Rucker: Getting a network of our leaders to all begin to look at our work through the lens of equity is vitally important. Whether economic empowerment, education, civic pride, community development, law enforcement, or any other work we’re engaged in, awareness of how all communities are included and impacted by this work is the only way sustainable progress can be made. Additionally, the relationships grounded in empathy created an atmosphere of cooperation, support and hope rather than cynicism. That goes a long way in making the space necessary for change when it is inherently risky. In recent months, I’ve seen The Modesto Bee publish more positive and hopeful stories about the community, the Downtown Modesto Master Plan focus heavily on inclusivity of the economically disadvantaged and structurally segregated West Modesto, and leaders from the network take bold leaps by changing roles in a concerted effort to maximize the impact they can have in our community.

Sacks: The network helped elevate emerging leaders, many of whom struggled to gain access to more traditional places of power in the community, to positions of greater influence.
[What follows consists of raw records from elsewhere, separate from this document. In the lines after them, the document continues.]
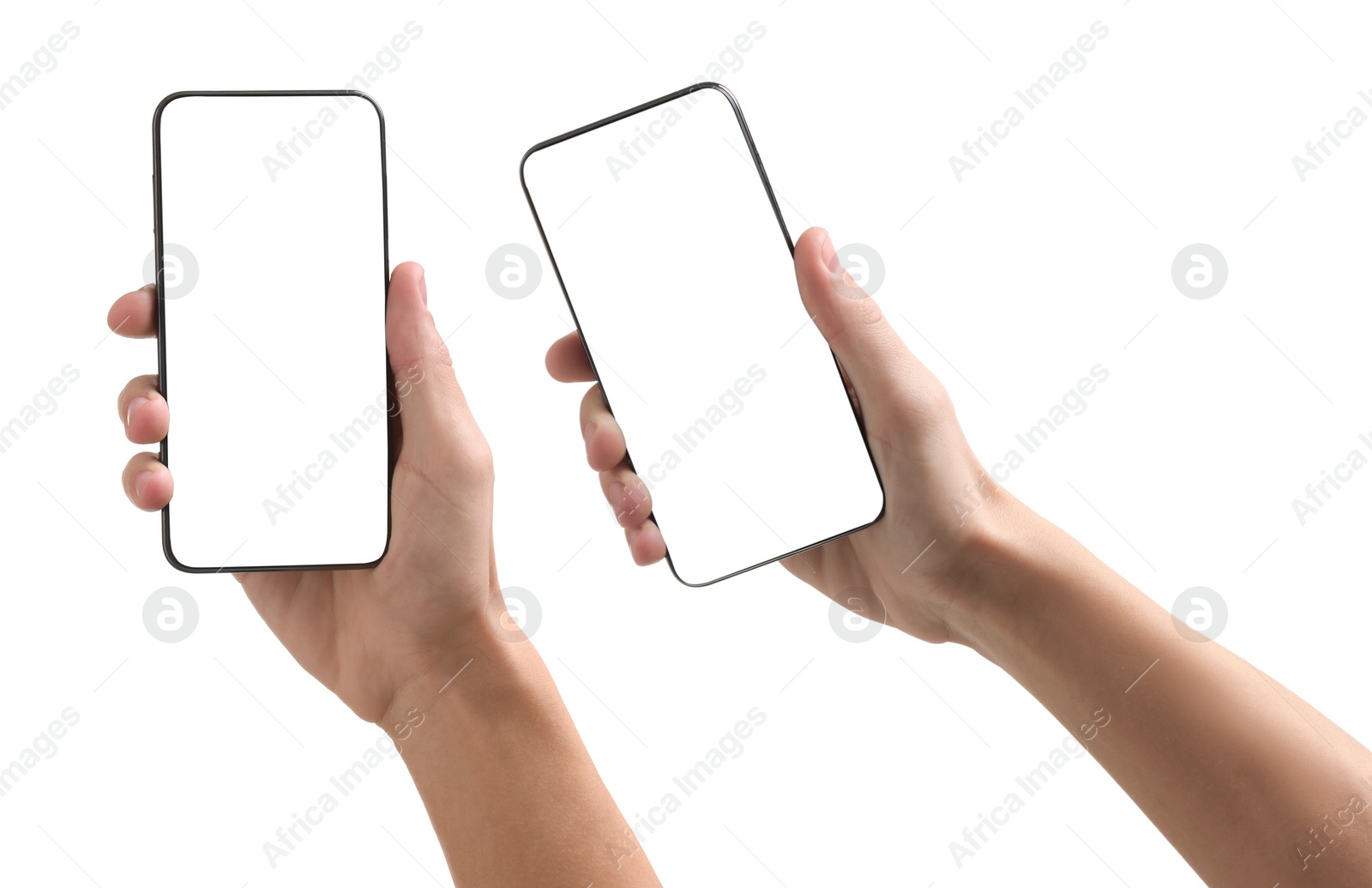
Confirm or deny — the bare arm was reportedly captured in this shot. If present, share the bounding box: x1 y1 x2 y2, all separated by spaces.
949 492 1372 888
547 229 1372 888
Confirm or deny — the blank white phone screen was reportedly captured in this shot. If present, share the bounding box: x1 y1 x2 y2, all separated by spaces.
153 94 389 571
523 87 883 584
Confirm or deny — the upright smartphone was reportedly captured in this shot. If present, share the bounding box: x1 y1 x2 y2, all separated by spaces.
154 91 394 572
520 82 885 586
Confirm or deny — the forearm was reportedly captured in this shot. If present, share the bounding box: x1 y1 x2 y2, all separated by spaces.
382 631 659 888
958 504 1372 886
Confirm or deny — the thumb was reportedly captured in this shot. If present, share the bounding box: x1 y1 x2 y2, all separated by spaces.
386 263 489 468
794 228 928 402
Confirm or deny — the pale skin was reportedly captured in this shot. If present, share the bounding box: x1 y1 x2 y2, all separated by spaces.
547 229 1372 888
110 229 1372 888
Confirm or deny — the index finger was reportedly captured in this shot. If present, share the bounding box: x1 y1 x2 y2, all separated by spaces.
105 284 158 339
544 329 595 383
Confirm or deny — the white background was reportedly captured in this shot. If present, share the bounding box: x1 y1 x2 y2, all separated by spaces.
0 0 1372 888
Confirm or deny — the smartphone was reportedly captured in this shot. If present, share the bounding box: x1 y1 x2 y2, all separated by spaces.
154 89 396 572
520 82 885 586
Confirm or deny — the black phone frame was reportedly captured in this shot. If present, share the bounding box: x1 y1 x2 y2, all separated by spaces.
519 81 887 589
153 89 400 574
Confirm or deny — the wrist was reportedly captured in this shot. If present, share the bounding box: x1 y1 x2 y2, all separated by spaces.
375 593 540 744
945 497 1073 661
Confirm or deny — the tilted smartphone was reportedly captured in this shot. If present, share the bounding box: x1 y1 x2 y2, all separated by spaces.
149 91 394 572
520 82 885 586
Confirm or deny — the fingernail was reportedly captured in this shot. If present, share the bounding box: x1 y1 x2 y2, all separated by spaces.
123 396 148 426
819 232 839 272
The network created a pipeline of potential members now being recruited for local boards and commissions, and in general is seen as a continuing “civic innovation” engine in both counties.
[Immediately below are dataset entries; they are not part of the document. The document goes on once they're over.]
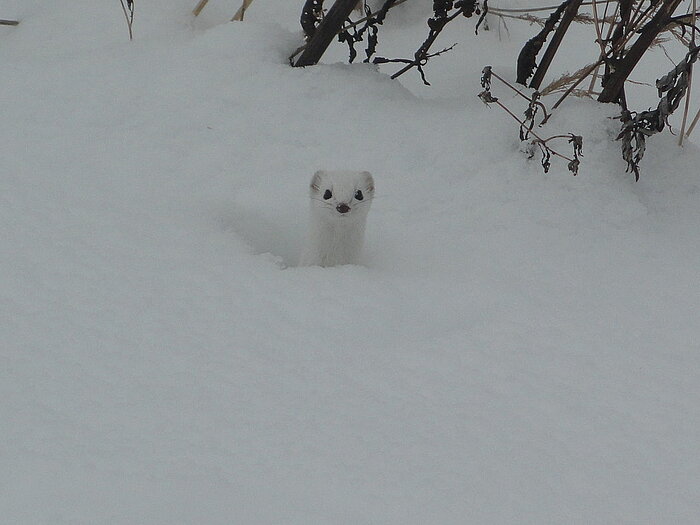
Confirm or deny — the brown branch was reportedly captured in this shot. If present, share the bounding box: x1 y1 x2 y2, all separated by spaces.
530 0 582 89
598 0 681 102
294 0 364 67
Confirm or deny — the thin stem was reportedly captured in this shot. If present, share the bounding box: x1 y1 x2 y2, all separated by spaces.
119 0 134 40
496 100 574 162
678 0 697 146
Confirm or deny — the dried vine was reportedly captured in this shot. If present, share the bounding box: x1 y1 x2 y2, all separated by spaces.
617 46 700 180
479 66 583 176
373 0 488 86
338 0 397 63
119 0 134 40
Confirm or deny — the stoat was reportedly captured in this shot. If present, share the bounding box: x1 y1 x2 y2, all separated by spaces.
300 171 374 266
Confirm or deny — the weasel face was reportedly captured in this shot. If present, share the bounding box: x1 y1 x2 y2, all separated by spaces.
309 171 374 220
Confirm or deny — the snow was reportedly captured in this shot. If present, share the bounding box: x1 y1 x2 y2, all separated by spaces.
0 0 700 524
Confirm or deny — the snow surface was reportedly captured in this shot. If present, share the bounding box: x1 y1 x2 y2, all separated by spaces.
0 0 700 524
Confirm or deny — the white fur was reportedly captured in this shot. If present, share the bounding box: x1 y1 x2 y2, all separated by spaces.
299 171 374 266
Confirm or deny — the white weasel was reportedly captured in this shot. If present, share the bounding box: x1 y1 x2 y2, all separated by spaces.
300 171 374 266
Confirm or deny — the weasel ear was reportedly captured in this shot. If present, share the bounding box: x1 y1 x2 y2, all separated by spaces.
311 170 326 191
360 171 374 192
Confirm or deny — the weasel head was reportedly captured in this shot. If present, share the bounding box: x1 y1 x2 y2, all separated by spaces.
309 170 374 221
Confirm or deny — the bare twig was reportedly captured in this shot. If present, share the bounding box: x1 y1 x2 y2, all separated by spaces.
231 0 253 22
678 0 697 146
192 0 209 16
Q3: Living Cities has learned that you cannot create systems change without naming racial and working to close racial gaps. How has the New Leadership Network centered racial equity? What are some challenges and successes you’ve seen in centering racial equity?

Sacks: The process of centering equity begins with who is at the table. We focus on who these leaders are as individuals; the networks they represent; and their contribution to a collective of the community. As we describe in the book, our journey from the original all-white facilitation team in Fresno to becoming a multi-racial team in Stanislaus, provided the basis for the learning and the failure we asked the leaders to address around issues of power and equity at all stages of their work with us.

Rucker: The focus on developing strong relationships and working from a place of empathy also makes it easier to have these conversations. Just the other day, I was able to highlight for a friend and colleague that an interview panel he was assembling was all white men. Having a conversation that got him thinking more critically about what’s possible, or not possible, is something I don’t know that I would have been as prepared to do without the New Leadership Network.

Q4: What advice would you give to other communities looking to create systems change through centering racial equity?

A system will not change when half of that system is fighting against the other half.

Rucker: Empathy and strong relationships are key. A system will not change when half of that system is fighting against the other half. It also takes a huge dose of creativity, both in the sense of finding a way where there appears to be no way, and also in finding joy in work that often feels daunting.

Sacks: One of the more unique aspects of the New Leadership Network was that all involved, including our funders at the James Irvine Foundation as well as our local backbone at the Stanislaus Community Foundation, were deeply committed to examining their own relationship to racial and economic inequity. This experience has solidified our belief that those leading systems change, regardless of role, need to grow their awareness of how racial inequity impacts their work and their own leadership.